I think about Guertz a lot, though. More than fodder for amusing anecdotes, he was emblematic of the kinds of customers that made—and continue to make—working in retail so damned perplexing.
It’s a rule of retail, I think, that the negative experiences stick out so much more prominently in your mind. There are days that I can recall with absolute clarity the worst experiences I’ve ever had as a sales associate or manager, but far fewer where I can examine positive ones. I can materialize some names and even fewer faces, but the actual emotions those interactions conjured? Those are as fresh as the earthy scent after a spring rain. I think about the guy who refused to let me take an odometer reading for his oil change when I worked at Walmart in 2006. I distinctly recall the night a woman stayed for a half hour after close trying on dresses at Express, all without walking out with a single item—and on the night when the whole store needed to be prepared for inventory, no less.

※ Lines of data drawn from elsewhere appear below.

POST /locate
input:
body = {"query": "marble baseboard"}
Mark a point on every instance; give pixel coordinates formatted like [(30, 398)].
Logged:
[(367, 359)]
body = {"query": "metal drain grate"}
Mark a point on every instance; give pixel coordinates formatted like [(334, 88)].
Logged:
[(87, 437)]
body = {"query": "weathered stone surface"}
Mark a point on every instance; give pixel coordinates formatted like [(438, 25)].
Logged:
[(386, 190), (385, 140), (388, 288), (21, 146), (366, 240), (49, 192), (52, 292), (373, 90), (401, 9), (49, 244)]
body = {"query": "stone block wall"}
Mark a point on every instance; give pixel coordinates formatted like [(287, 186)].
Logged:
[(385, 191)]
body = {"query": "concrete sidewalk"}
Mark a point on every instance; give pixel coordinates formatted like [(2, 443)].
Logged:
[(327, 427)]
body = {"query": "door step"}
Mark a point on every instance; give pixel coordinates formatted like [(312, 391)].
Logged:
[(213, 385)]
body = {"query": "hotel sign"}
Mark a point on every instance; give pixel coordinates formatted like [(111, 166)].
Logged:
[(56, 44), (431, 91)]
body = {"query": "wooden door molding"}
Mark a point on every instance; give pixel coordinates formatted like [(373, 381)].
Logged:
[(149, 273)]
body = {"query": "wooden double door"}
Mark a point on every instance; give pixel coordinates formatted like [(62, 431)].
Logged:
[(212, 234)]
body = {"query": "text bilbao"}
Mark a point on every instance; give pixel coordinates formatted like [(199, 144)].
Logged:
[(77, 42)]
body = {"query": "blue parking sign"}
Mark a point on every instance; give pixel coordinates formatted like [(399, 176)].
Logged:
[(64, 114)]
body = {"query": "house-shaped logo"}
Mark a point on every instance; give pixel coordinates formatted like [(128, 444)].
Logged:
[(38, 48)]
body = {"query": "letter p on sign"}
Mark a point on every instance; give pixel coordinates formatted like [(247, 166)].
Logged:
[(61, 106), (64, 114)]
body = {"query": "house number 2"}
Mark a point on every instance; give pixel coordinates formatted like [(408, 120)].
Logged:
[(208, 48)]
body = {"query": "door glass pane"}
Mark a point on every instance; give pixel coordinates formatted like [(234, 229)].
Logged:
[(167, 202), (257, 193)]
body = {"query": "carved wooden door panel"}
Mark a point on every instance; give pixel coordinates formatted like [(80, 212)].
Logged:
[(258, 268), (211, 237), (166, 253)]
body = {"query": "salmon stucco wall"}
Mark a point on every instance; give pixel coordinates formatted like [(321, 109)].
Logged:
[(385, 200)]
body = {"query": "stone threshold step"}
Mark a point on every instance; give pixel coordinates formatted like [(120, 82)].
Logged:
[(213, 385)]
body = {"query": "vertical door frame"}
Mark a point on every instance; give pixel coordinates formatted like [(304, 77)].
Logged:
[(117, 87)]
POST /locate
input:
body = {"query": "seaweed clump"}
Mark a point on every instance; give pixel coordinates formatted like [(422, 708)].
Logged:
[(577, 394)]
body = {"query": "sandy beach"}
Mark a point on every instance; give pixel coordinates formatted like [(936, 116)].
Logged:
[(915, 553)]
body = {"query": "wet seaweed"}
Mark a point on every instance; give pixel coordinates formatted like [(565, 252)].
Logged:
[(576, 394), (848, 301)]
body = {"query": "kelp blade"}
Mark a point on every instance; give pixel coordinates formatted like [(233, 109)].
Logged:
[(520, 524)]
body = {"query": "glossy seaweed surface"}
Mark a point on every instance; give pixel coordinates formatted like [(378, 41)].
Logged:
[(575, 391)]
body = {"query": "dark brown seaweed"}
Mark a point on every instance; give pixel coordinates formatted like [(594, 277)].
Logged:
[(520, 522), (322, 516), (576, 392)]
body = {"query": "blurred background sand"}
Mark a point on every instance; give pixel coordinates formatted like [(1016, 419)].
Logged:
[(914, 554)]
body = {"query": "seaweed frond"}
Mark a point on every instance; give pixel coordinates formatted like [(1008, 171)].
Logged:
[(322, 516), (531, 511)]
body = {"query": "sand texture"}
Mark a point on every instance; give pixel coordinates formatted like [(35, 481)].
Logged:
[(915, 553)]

What is it about people that seems to render them unable to be polite in the presence of customer service professionals? And yes, I’m going to bring up professionalism because despite what you may think, the people in the stores are professionals in at least some capacity. They are trained to do a job, and they know how to do that job, and they are being paid to do it. Hence: professionals. While we’re at it? They deserve a living wage, fair compensation, paid sick time, and the ability to tell a silly son of a bitch to shut the fuck up and get the fuck out of the store for not abiding by policies.
I think the one thing that sums up my time in customer service is that there should be a day each year where retail employees are allowed to fight customers, which I not only endorse, but actively will evangelize.
I mean, I’m pretty sure I got fired from Fossil at least in part because I yelled after a dude and called him a “stupid cocksucker” for wanting to return a watch that he literally broke into a thousand pieces and then called defective, so maybe this is something I’ve felt in the depths of my soul for a long time.
Anyway, I don’t have a list of recommended reads or music this week because the Chiefs are playing in the Super Bowl today and I’m too excited to think about anything else, except maybe that we probably shouldn’t even be having a Super Bowl and we sure as shit should not be having one attended by fans.